After school on Wednesdays I drive back to the flat, load Gerry’s electric piano and the PA system into the back of my car, and drive back up the A1 to Gosforth, then carry the gear up the stairs, set it
up, and return home to pick up my bass amp and speaker cabinet and make another journey north. It is backbreaking work that only visionaries or the insane would consider worth the effort, especially since we have to do the same thing in reverse after playing and singing for two hours. We’ll usually get home around midnight, and after we’ve stowed the gear in the passage I’ll start a fire on the old range, Gerry will break out a couple of cans of lager, and we’ll perform a postmortem on the entire gig. Which songs worked and which did not, who played well and who didn’t. We plot and we plan and we fantasize as we watch the glowing coals in the old fireplace until we can no longer stay awake.

The flat is full of old
Melody Makers
and the
New Musical Express
and
Sounds
, and we pore over the music press as if the keys to success are somehow encrypted in the record reviews, the tour dates, the album charts, the gossip of this magical and exclusive world. In the classified sections the small ads are of particular interest.

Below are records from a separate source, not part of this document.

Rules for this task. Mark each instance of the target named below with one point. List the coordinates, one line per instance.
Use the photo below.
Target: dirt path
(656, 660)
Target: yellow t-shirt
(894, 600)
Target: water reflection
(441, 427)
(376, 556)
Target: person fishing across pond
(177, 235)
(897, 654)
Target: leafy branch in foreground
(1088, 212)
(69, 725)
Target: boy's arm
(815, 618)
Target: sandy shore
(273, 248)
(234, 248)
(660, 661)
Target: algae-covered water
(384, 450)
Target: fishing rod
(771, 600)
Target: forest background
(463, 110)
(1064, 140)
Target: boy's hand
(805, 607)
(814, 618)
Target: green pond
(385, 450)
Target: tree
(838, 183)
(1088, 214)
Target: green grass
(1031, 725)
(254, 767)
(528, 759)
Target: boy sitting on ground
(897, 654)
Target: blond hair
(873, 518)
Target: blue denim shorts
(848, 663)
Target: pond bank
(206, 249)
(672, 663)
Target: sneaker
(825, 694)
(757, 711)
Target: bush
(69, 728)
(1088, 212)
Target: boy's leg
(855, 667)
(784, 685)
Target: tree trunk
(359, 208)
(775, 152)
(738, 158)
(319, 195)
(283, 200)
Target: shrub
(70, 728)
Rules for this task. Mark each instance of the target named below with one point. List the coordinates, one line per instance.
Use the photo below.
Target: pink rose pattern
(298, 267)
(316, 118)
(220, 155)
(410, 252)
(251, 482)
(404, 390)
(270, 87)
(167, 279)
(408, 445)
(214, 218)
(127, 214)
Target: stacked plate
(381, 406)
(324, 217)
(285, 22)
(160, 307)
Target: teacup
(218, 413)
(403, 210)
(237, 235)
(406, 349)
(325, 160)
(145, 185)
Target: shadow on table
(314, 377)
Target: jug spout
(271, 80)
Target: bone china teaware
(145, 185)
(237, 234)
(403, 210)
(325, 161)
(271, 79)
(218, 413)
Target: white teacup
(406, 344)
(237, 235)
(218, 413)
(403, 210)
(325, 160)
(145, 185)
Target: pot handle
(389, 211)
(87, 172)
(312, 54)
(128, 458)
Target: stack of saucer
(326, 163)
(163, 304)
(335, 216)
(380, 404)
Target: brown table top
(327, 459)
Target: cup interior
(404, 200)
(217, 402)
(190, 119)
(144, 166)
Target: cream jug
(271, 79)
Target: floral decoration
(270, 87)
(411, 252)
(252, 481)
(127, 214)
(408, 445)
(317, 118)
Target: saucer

Wanted. Singer for heavy rock band. Recording deal, agency, management. Must have image and own PA for immediate work. No time wasters
. There is something tempting about the idea of simply walking into an established situation instead of having to build one yourself from the bottom up, but neither Gerry nor I ever answer these ads, assuming they’re all placed by dreamers like us. Besides, I’m always put off by the insistence on image—
must have image
. I don’t have an image. I don’t have long flowing hair, and I would look stupid in the girl’s clothes that seem to be de rigueur among pop’s current denizens like David Bowie and Marc Bolan. Gerry and I will not satisfy anyone’s fashion criteria for stardom. We look rough and unwashed. However, there have been a number of rather attractive females turning up at our gigs in the Gosforth Hotel, and although they have generally disappeared by the time we finish packing up, their numbers are increasing. I begin to practice piercing and hopefully smoldering glances from the stage
and, when I feel their eyes upon me, the studied pose of the serious poet tortured by the vicissitudes of life and love.

    One night Ewan Williams turns up at one of our gigs to see if we are interested in a six-week run for sixty quid a week—it is always sixty quid a week—playing for a new musical. Because
Joseph and the Amazing Technicolor Dreamcoat
had been such a financial success for the University Theatre, the board of governors have decided that another hit musical will swell the coffers sufficiently for them to continue to sponsor serious theater in the area. (Serious theater being the kind that plays to half-empty houses, by playwrights like Ibsen and Strindberg and Chekhov.) Another lowbrow musical will help them fund their highbrow mandate.